First, a big thank you to (I think primarily) @sauliusg for the work with the formal grammar for the filtering language. Now, that I have gone through actually implementing these filters based on the grammar, I have a few thoughts.
I realize it may at first seem a quite major thing to propose changes to the filtering grammar at this point. However, I stress that none of the changes proposed below actually changes any behavior of presently working API implementations. These aren't changes of how API implementations should interprete filtering strings, they are changes in how to best define the present behavior in a way that is as unambiguous, consistent and as useful for implentors as possible.
The 'filter=' keyword
I propose 'filter=' should not formally be part of the filtering language grammar at all. To me 'filter=' it is the delivery mechanism of the filter in the url query which is outside the filtering language itself. My two primary motivations:
-
I now want to refer to 'OPTIMaDe filter strings' in various contexts, not just as delivered in the query API. It seems awkward to keep 'filter=' as a prefix in those contexts when it has no function there, and it seems equally awkward to talk about, e.g., "the standard OPTIMaDe grammar but starting from the node".
-
It introduces an obstructive keyword that may be in the way of relevant queries. It is fairly easy to understand that you cannot name your Identifiers AND, OR, or NOT, but 'filter=' will down the line surely get in the way for someone's attempts to query on a field named 'filter' with potentially weird error messages (since if one in an Expression has "filter='test" it will be tokenized as (Keyword:'filter=', Identifier:'test') instead of ('Identifier:'filter', Operator:'=', Identifier:'test') as expected.)

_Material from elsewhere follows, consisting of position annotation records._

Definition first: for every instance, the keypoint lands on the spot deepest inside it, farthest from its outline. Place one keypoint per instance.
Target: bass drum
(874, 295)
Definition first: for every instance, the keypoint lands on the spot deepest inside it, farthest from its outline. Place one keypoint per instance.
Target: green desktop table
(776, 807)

Hence, my proposal is to change the top of the grammar tree to:
OPTIMaDeFilter = Expression ;
and completely remove <Filter>
and <Keyword>
from the grammar.
Spaces
Is this way of handling whitespace with [Spaces] a good idea? Is any other 'standard' published EBNF using anything resembling this? It seems rare when looking around. The wikipedia article says "Whitespaces and comments are typically ignored in EBNF grammars".
Isn't rather the common way to deal with this to defer whitespace to be handled by the tokenizer? (unless whitespace really is an integral part of the syntax of a language). I believe we could just say something in the specification along the line of: Except for strings, tokens do not span whitespace. All other whitespace (space, tab and newline) should be discarded during tokenizing.
As the specification presently stands, in my implementation that uses a lexer that handles whitespace "in the normal way", I'm very tempted to fetch the official grammar and then just do: grammar = grammar.replace("[Spaces]", "")
. Is that what we want implementors to do?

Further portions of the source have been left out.